Однако Ника не сдавалась. С собой были взяты пять штук толстых тетрадей и «Паркер» с запасом стержней. «Паркер» подарил ей Сережа в первый год ее писательства, и она пользовалась ручкой, только когда раздавала автографы. Теперь можно было фиксировать в тетрадях дорожные впечатления. Ника забиралась на свою полку, пристраивалась поудобнее и писала. Было так удивительно после стольких лет сидения за компьютером ощущать запахи бумаги и чернильной пасты… Она описала Наташу и Маргариту, отметив в скобках, что их типы могут пригодиться в каком-нибудь романсеро про суровые ведьмовские будни. Тем более, что к концу четвертого дня дороги Наташа проявила к Нике некий интерес.
Был вечер, поезд несся сквозь снежную мглу, Маргарита вышла в тамбур курить, Наташа опять общалась в ресторане с настойчивыми мужчинами, поэтому Ника спустилась со своих высот и писала, положив тетрадь на столик, наслаждаясь минутой одиночества и общения только с собственными мыслями. Она увлеклась – получалось неплохое стихотворение, – и когда грохнула дверь купе, даже вздрогнула от неожиданности, так далеко ее унес простой трехдольный анапест с ассонансными рифмами.
На пороге купе стояла Наташа и рассматривала Нику как редкостное насекомое.
– Всё пишешь, – непонятно сказала она. – Писатель, что ли?
Она была в том градусе опьянения, когда любая попытка избавиться от ее внимания воспринималась, как демонстрация глобального неуважения. Поэтому Ника натянула на лицо внимательную улыбку и ответила:
– Писатель. Точнее, писательница.
– Ух, ты. – не удивилась Наташа. – Детективы пишешь, как Донцова?
– Нет, фэнтези, фантастику.
– А-а. А фамилия твоя как?
– Перовская.
– Не, не читала. Я вообще мало читаю… И сколько ты платишь, чтобы твои книжки печатали?

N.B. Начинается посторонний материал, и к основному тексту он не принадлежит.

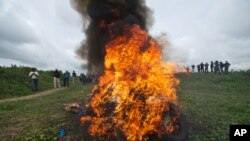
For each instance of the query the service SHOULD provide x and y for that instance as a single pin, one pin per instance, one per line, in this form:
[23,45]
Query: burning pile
[136,96]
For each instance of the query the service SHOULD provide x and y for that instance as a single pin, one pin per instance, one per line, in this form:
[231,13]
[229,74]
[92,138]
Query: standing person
[73,76]
[206,67]
[216,67]
[66,76]
[57,79]
[226,67]
[192,68]
[34,79]
[198,68]
[221,67]
[212,66]
[202,67]
[187,69]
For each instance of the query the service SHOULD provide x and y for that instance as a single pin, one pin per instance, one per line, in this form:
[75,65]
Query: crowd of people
[215,67]
[58,76]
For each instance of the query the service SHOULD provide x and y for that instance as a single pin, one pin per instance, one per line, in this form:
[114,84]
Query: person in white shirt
[34,75]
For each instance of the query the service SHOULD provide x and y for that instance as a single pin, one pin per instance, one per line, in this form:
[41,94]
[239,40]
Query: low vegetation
[210,103]
[15,81]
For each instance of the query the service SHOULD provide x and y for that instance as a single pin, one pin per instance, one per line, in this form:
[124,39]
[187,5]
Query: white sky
[46,33]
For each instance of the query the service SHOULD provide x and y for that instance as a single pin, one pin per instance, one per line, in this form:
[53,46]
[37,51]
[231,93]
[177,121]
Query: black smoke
[106,19]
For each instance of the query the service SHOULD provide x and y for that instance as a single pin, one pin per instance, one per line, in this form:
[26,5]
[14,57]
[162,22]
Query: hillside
[210,103]
[16,82]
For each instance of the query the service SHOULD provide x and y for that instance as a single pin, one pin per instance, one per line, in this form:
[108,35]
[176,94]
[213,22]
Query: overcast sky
[46,33]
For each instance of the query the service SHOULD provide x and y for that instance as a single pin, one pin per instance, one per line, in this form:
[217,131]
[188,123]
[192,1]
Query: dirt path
[39,94]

– Вообще-то нисколько. Это, наоборот, мне издательство платит гонорар за публикацию книги.
– Большой?
– Что?
– Гонорар.
– На скромную жизнь хватает.
– Ага. То-то, смотрю, ты в ресторан редко заходишь, щемишься. Деньжата на подсосе?
– Да, – Нике был уже неприятен разговор, она не знала, как отвязаться. – Сейчас не очень удачная полоса…
– Ниче, все переменится, – широко улыбнулась Наташа. – Пойдем, выпьем, в ресторане коньяк неплохой, я угощаю!
– Да я…
– Пойдем-пойдем. Познакомлю с ребятами.
– А почему нет? – пробормотала Ника, понимая, что выглядит слишком тривиально: усталая от неуютной жизни вдовица пускается в авантюрно-железнодорожный роман. Однако достала из сумочки помаду и накрасила губы. Наташа ждала ее в коридоре, обозначив в лице веселое понимание.
Вагон-ресторан был оранжевым, как апельсин изнутри. Ника всегда любила этот цвет, но сейчас он был почему-то неприятен. Наташа подвела ее к столику, за которым вольготно разместились трое обремененных смоляными бородами и выразительными гагатовыми очами джентльменов.
«Джентльменов», это, само собой, с натяжкой. Никто из них даже символически не приподнял зад от сиденья, приветствуя дам. Восточные мужчины, что с них возьмешь, для них женщина – существо определенного статуса.
– Привет, мальчики, а я свою подружку привела, – проворковала Наташа голосом, несоответствующим ее инфернальной фигуре и макияжу. – Ее зовут Ника. Ника, а это Рза, Анвар и Ибрахим, очень классные ребята!
– Очень приятно, – улыбнулась Ника.
Взоры восточных мужчин умело скользнули по ней и остались недовольны. То, кто Рза, сказал, пришепетывая:
– Ты говорила, красивый подруга у тэбя. Этот разве красивая?
– Конечно, красивая! – Нике от медоточивости Наташиного голоса хотелось уйти в землю. – Она еще и умная!
– Да? – поднял мохнатую бровь Ибрахим. – Это нехорошо, когда женщина умный и нэкрасивый. Лучше наоборот. Садитэсь, раз пришли.
В Нике сразу вскипела кровь многочисленных поколений феминисток, начиная от Симоны де Бовуар. Она села и спросила:
– Почему плохо, когда женщина умная?
– Патамушта в жены ее только дурак и возьмет, – пояснил Ибрахим. – Но ты не умная, а все равно не замужем.